Wen Q., Wei Y., Du H., Lv J., Guo Y., Bian Z., Yang L., Chen Y., Chen Y., Shi L., Chen J., Yu C., Chen Z., Li L.
This study aimed to describe the characteristics and lifestyle differences of spicy food consumption in 0.5 million adults. Participants were recruited from 2004 to 2008 in the baseline research of the CKB study. Higher frequency and stronger pungency degree in spicy food positively correlated with preference for salty taste, eating snacks/deep-fried foods, tea/alcohol drinking and tobacco smoking.
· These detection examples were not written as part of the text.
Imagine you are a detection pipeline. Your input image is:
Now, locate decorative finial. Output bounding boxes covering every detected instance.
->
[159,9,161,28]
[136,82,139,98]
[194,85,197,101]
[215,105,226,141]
Among weekly tea/alcohol drinkers and current regular smokers, participants with a higher frequency of spicy food consumption or preference for stronger pungency degree were more likely to prefer strong tea, drink alcohol exceed the healthy amount, drink alcohol in the morning every day, smoke ≥ 40 cigarettes per day, consume a larger amount of tea leaves, alcohol and cigarettes each day, and start habitual tea/alcohol drinking or smoking at an earlier age. Differences existed in lifestyle factors related to major chronic diseases according to spicy food consumption frequency and pungency degree among the Chinese population.